Table of Contents
Introduction
This dataset is a spatial database of historical wildfires in the United States from 1992 to 2015. The dataset is generated to support the Fire Program Analysis (FPA) system. There are over 1.88 million wildfire records in this dataset.
Using this dataset, I aim explore the dataset and compare various predictive model to see how well we can predict the statistical causes of wildfires. This site specifically highlights the key summaries and findings thus it contains little to no code. If you want to see the code you can go onto the right or below and view the Kaggle Notebook or Code Notebook.
Kaggle Notebook Code Repository Data Source
Citation: Short, Karen C. 2017. Spatial wildfire occurrence data for the United States, 1992-2015 [FPAFOD20170508]. 4th Edition. Fort Collins, CO: Forest Service Research Data Archive. https://doi.org/10.2737/RDS-2013-0009.4
Notebook
You can download and run the notebook as it. Some of the required packages include plotly, json, pandas, sqlite3, scikit-learn, xgboost, random forests, and numpy. You get this notebook by selecting the github link on the right.
The notebook uses a combination of datasets to support the wildfire dataset. This includes a US County Mapping and FIPS to state mapping.
Findings
Initial Exploration
This choropleth looks at all the documented fires from 1992 - 2015. We can see that California saw the most fires during this timeframe of around 189,550 followed by Georgia (168,867) and Texas (142,021). These records were acquired from the FPA FOD which obtains data from the reporting systems of ferderal, state, and local organizations. Additionally this graph looks at the discovery year of the fire as well as which county the fire originated in based on fire report. The states with the least amount of reported fires are those that are close to black such as Vermont, Deleware and Rhode Island.
There is an abundant of counties without any traceable fires from 1992 - 2015. This is portrayed by the blanks in states like Nebraska, Indiana, and parts of Ohio, Illinois, Alaska, Lousiana and Oklahoma. Hotter regions include areas of Arizona, Southern California, Hawaii, and New York.
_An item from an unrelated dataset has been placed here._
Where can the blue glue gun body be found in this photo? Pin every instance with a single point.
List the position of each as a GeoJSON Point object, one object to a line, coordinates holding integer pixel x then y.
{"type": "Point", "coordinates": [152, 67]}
This traceable data accounts for around 64% of the recorded wildfires in the United States from 1952 to 2015. We will investigate the origins of the reported fires in a later section.
This choropleth accounts for the remainder (36%) of the recorded wildfires discovery in the United States. It specifically looks at wildfires where they could not identify the county that reported the fire or where it originated. Taking a closer look at the graph, there is still an abundance of fires in California followed by North Carolina. The regions with the least amount of fires are those in the North East of the United States such as Maine, Vermont, New Hampshire, New York, Pennsylvania.
In summary of this initial exploration, there are 1880465 total fires, 1202317 are known county fires and the other 67814 are unknown county fires. This is a 64 - 36 ratio of known - unknown county fires.
Time Progression of Known County Fires
This is a slider animation to show in greater detail the fires with tracable origins. It displays the number of reported county fires from 1992 to 2015 by year, this is further broken down by state and then by counties for each year. Surprisingly in the early years there was not much in the way of data collection in wildfires in 1992. However as the years continues, we can see the growth of county reports from various organizations. It is important to note that we cannot conclude from this graph that there were no fires in the blank region x, in year y because the data is only of recorded and origin traced fires.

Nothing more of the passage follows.